29 Aprile 2008
SCIOPERO DEL PROSCIUTTO IN DIFESA DEL MADE IN ITALY

Coldiretti Piemonte aveva portato le proteste del comparto direttamente in piazza con una grande
manifestazione già nei mesi scorsi, al grido di “Non fate i salami, salviamo la suinicoltura italiana”.
Oggi, le difficoltà aumentano e gli allevatori hanno deciso di attuare lo sciopero del prosciutto di fronte all’impossibilità di far crescere maiali di qualità che vengono pagati appena 1,07 euro al chilo, ben al di sotto dei costi di produzione.
Gli allevatori hanno infatti annunciato che non verranno più consegnate assieme ai maiali le certificazioni di qualità che consentono la commercializzazione del prosciutto a marchio d’origine. Una azione che rischia di provocare la scomparsa di prosciutto certificato Made in Italy dalle tavole degli italiani. Nel 2007, grazie al lavoro di 4.987 allevamenti italiani, sono stati prodotti in Italia oltre 9,5 milioni di prosciutti di Parma Dop per i quali gli italiani hanno speso 1,3 miliardi di Euro mentre il giro di affari ha raggiunto i 400 milioni di Euro all’estero, dove si è verificato un aumento record delle vendite in quantità con un incremento del 9 per cento. Nel biennio 2005-2007 secondo il Consorzio le vendite hanno registrato una crescita in volume pari al 5,1 per cento con il prezzo medio al consumo del Prosciutto di Parma che è stato pari a circa 24,34 euro/kg. Nonostante questo, il compenso riconosciuto agli allevatori è sceso a 1,07 euro al chilo mentre sono drasticamente aumentate le spese per l’alimentazione degli animali con un balzo fino al 40 per cento dei costi di cereali e oleaginose ai quali si sono aggiunti rincari anche nelle spese energetiche e la necessità di investimenti nelle strutture e nei mezzi aziendali per ottemperare agli obblighi comunitari. Nella forbice tra prezzi alla produzione e al consumo c’è un sufficiente margine per garantire una adeguata remunerazione agli allevatori e non aggravare i bilanci delle famiglie, ma occorre lavorare sulla trasparenza dei prezzi e della informazione ai consumatori.

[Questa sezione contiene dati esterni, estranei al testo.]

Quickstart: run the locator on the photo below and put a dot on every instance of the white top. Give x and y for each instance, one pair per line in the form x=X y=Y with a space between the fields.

In Italia sono arrivati in un anno quasi 60 milioni di cosce fresche di maiale dall’estero per essere stagionate e divenire prosciutto in Italia, dove rischiano di essere spacciate come Made in Italy e per questo è necessario estendere immediatamente alla carne di maiale e ai suoi derivati l’obbligo di indicare la provenienza in etichetta, che al momento vale solo per i prodotti della salumeria a denominazione di origine. Negli scaffali dei negozi italiani, infatti, ben due prosciutti su tre provengono da maiali allevati in Olanda, Danimarca, Francia, Germania, Spagna senza che questo venga chiaramente indicato in etichetta e con l’uso di indicazioni fuorvianti come “di montagna” e “nostrano” che ingannano il consumatore sulla reale origine. Questa nuova forma di protesta, lo sciopero del prosciutto, è pertanto tesa a tutelare il sistema delle produzioni suinicole italiane di qualità e non certo a danneggiarle.
Ecco le linee operative dell’iniziativa: Tutti i suinicoltori aderenti al sistema di controllo per le produzioni DOP sono invitati da subito a consegnare all’APA nel cui territorio ricade l’allevamento i certificati nuovi in loro possesso (CUC e CI), trattenendo solo i certificati necessari per le consegne ancora da effettuare nel mese di aprile. L’APA ritirerà i certificati rilasciando all’allevatore una ricevuta compilata secondo il fac-simile allegato 1, della quale tratterrà una copia. Entro le ore 11:00 del 28 aprile p.v. ciascuna APA avrà cura di trasmettere all’APA di Reggio Emilia il numero di suinicoltori che avranno consegnato i certificati con il totale delle loro produzioni annuali di suinetti e di suini grassi (fax 0522 271393; direzione@apa.re.it). La protesta ha lo scopo di denunciare l’impossibilità a proseguire la produzione di suini pesanti stante un prezzo di mercato che non li differenzia dal prodotto leggero da macelleria. Pertanto si tratta di una protesta tesa a salvare il sistema delle produzioni suinicole italiane di qualità e non certo a danneggiarlo.
Inoltre, la protesta non è rivolta contro i macelli che, pur essendo la diretta controparte commerciale degli allevatori, dipendono da loro e soffrono anch’essi di scarso potere commerciale: piuttosto la protesta è rivolta contro i segmenti più a valle della filiera ed in particolare contro la Grande Distribuzione Organizzata.